When you are ready, take an inventory of the food you have in the house. If is is white - potatoes, rice, and pasta - keep it for other family members or give it away, depending on your finances. You do not want these foods on your plate. If it is highly processed foods, you may want to do the same. The local food box is always looking for donations.

Examples of labels on different foods:
Looking at the label on a can of cut green beans, I see serving size is 1/2 cup (120grams). There are 3 1/2 servings in this can. The rest of the label in based on one serving. Fat is 0g (all categories), Sodium is 400 mg, total carbohydrates is 4g and protein is 1g. Under carbohydrates it lists dietary fiber as 1g and sugars as 2 g. For counting carbs, I would normally eat two servings and would count 6g of carbohydrates. Yes, the 1g of dietary fiber is subtracted times two servings.

Now of some pasta (not white, but whole grain) - the label on a box of elbow macaroni. Serving size is 2 oz (56g - 1/8 box), eight servings per box. Total fat is 1g, sodium is 0g, total carbohydrates is 46g (high), and protein is 7g. Under carbohydrates the dietary fiber is 2g and sugars is 1g.
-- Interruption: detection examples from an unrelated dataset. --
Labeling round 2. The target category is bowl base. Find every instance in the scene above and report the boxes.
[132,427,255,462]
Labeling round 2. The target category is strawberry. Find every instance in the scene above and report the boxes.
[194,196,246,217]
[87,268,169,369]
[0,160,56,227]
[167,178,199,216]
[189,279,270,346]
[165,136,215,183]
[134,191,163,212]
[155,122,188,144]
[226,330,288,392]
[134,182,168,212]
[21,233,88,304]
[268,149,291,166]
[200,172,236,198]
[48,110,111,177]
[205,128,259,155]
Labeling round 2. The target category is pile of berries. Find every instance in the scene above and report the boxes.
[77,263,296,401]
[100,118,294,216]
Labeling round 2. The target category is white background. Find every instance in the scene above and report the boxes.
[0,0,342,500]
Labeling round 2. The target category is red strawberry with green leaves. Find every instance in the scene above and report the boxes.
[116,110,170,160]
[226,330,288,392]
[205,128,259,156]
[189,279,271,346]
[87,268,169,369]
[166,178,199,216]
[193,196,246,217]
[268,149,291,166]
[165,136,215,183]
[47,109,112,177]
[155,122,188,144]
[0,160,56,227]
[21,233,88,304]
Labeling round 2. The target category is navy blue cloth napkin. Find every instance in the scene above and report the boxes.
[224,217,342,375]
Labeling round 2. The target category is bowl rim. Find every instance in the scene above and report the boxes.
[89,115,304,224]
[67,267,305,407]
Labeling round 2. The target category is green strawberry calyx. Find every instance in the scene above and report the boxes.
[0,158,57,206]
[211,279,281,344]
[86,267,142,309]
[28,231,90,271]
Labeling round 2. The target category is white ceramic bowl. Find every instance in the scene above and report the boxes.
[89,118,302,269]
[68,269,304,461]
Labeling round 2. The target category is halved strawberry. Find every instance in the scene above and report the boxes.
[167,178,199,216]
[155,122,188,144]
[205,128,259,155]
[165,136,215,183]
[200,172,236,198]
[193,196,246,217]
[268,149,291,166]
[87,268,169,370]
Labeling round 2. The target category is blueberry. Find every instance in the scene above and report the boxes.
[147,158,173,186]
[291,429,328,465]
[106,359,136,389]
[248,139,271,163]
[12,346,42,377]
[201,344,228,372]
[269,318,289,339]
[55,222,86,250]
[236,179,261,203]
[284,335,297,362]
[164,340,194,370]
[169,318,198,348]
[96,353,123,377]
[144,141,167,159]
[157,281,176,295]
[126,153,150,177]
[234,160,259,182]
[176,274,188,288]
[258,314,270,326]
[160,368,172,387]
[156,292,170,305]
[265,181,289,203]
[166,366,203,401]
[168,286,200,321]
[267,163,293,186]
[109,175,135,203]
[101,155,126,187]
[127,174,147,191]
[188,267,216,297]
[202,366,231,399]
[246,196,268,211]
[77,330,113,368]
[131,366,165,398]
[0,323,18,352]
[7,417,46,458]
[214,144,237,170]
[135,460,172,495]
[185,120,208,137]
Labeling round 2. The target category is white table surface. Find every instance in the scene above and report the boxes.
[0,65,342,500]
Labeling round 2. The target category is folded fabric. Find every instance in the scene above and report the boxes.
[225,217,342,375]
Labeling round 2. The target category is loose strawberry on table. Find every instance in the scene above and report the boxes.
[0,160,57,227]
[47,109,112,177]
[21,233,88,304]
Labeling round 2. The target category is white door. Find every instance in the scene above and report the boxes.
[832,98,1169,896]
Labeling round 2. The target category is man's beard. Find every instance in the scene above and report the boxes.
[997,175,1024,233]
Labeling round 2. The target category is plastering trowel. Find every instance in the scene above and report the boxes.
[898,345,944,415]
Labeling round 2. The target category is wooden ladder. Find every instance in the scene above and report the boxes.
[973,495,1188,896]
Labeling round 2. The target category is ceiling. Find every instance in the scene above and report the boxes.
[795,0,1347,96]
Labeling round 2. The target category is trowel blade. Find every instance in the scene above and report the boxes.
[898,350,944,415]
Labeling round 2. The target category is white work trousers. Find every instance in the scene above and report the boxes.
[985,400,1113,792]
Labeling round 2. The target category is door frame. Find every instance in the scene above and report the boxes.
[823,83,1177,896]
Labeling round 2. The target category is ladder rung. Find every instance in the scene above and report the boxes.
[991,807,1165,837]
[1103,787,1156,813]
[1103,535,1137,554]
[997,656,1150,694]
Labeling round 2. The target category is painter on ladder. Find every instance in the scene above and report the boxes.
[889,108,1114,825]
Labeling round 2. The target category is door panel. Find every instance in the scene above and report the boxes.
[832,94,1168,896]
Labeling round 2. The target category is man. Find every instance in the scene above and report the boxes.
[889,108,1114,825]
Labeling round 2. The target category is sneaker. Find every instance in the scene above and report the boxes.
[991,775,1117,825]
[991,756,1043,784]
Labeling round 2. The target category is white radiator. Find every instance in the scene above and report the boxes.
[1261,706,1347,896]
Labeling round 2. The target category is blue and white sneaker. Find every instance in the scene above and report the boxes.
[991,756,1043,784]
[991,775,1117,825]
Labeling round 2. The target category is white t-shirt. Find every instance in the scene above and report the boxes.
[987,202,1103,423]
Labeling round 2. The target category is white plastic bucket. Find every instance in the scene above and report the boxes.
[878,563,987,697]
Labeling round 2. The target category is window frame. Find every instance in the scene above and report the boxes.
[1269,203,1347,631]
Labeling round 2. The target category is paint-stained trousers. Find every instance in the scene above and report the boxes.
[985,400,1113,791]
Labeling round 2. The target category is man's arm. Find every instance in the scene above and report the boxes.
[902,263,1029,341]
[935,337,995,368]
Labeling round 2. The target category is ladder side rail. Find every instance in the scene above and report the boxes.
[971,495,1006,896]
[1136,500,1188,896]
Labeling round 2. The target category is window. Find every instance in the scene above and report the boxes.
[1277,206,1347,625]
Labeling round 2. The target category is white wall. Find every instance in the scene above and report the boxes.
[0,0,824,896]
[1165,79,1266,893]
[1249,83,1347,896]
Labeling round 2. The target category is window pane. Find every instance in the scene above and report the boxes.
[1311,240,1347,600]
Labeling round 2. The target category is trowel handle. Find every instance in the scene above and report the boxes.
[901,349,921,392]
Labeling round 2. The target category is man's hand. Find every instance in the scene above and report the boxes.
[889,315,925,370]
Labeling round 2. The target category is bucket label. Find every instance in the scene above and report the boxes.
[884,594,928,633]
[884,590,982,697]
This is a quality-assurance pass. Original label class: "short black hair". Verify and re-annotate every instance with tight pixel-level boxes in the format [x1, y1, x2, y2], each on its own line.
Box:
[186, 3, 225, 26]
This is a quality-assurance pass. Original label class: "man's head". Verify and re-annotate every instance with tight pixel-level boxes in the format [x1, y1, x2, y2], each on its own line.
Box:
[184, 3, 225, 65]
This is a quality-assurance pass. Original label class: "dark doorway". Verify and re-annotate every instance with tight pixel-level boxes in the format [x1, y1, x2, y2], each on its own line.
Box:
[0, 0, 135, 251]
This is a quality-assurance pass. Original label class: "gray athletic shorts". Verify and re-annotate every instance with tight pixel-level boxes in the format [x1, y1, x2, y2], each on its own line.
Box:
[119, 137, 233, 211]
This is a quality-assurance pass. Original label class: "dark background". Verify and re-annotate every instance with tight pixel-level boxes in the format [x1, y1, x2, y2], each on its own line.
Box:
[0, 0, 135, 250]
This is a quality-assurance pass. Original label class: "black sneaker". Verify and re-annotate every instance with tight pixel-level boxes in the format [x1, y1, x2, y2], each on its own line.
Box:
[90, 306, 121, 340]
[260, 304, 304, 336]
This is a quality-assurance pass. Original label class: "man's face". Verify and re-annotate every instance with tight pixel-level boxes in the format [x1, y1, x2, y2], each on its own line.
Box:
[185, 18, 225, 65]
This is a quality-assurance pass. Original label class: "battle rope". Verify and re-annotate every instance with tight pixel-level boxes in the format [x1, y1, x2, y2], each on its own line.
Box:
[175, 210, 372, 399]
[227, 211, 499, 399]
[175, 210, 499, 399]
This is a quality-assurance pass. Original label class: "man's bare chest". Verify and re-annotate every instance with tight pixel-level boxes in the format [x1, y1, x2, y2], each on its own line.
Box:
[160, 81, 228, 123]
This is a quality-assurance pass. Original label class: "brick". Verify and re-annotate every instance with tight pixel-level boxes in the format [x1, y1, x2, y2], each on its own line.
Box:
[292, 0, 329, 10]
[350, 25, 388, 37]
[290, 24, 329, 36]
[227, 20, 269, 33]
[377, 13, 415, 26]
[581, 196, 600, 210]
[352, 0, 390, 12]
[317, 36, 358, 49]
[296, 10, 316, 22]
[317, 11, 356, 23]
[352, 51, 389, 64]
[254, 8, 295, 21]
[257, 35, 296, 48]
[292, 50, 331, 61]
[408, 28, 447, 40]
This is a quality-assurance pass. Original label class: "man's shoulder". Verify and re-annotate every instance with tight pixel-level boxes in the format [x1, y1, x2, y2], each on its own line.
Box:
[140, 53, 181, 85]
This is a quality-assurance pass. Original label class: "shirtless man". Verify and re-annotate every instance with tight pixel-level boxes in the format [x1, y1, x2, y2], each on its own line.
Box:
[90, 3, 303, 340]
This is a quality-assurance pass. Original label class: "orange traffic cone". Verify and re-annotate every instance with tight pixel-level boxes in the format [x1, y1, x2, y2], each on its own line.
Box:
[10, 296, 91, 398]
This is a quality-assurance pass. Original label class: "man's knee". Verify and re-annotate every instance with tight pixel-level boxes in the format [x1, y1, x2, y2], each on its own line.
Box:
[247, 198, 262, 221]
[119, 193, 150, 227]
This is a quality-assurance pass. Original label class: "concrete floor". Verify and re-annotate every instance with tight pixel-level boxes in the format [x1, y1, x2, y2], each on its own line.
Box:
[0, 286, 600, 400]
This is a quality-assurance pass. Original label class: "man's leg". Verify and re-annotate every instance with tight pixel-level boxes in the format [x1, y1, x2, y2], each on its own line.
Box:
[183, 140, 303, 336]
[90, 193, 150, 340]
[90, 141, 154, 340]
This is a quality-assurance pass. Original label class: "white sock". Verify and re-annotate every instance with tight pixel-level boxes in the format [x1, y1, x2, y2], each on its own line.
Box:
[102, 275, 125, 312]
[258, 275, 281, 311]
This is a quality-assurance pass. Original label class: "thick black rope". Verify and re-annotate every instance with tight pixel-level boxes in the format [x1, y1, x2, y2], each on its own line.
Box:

So if I would have this for an evening meal, I would count 46g of carbs (not including anything added to this meal which needs counting), which is higher than I like. I strive to stay under 100g (80 if possible) of carbohydrates for three meals and two snacks.  You have to determine what will work best for your own control of diabetes.

When looking at your cookbooks, make use of them. With Calorie King, Nutrition Analysis, and other tools available on the internet, the nutrition and carbohydrate count can be reasonably calculated.

If you are not comfortable with this, then next time you are in the book store, look at the recently published cookbooks.  While I am not promoting any, the most recent editions of Betty Crocker, Better Homes & Gardens, and The Taste of Home cookbooks all have the nutritional information with each recipe.  There are others as well that have the nutritional data.

I also recommend Alan Shanley for some excellent basics in getting started.

For vegetarians, I hope the following will provide a start to further investigation.  There may be vegetarian cookbooks at the local library or find them at

If you are ambitious and want to start with low-carb. you may want to consider 500 Low-Carb Recipes by Dana Carpender.

Have some fun with the cookbooks already on your shelf.  If you have a food scale, use it.  You can eat regular foods, just smaller servings.  Learn which recipes work the best for you.  Cook, taste, and test, test, test with your meter to find out serving size of what you can eat, or need to eliminate.  Stay away from HFCS (high fructose corn syrup).  This is not always easy to determine on some labels.  It will get easier!

When you are comfortable, learn about the Glycemic Index, Glycemic Load, and lower glycemic index foods.  These work to level the absorption rate and make your medications more effective.

Learn how to use condiments and spices.  Do not settle for bland food.  Good eating!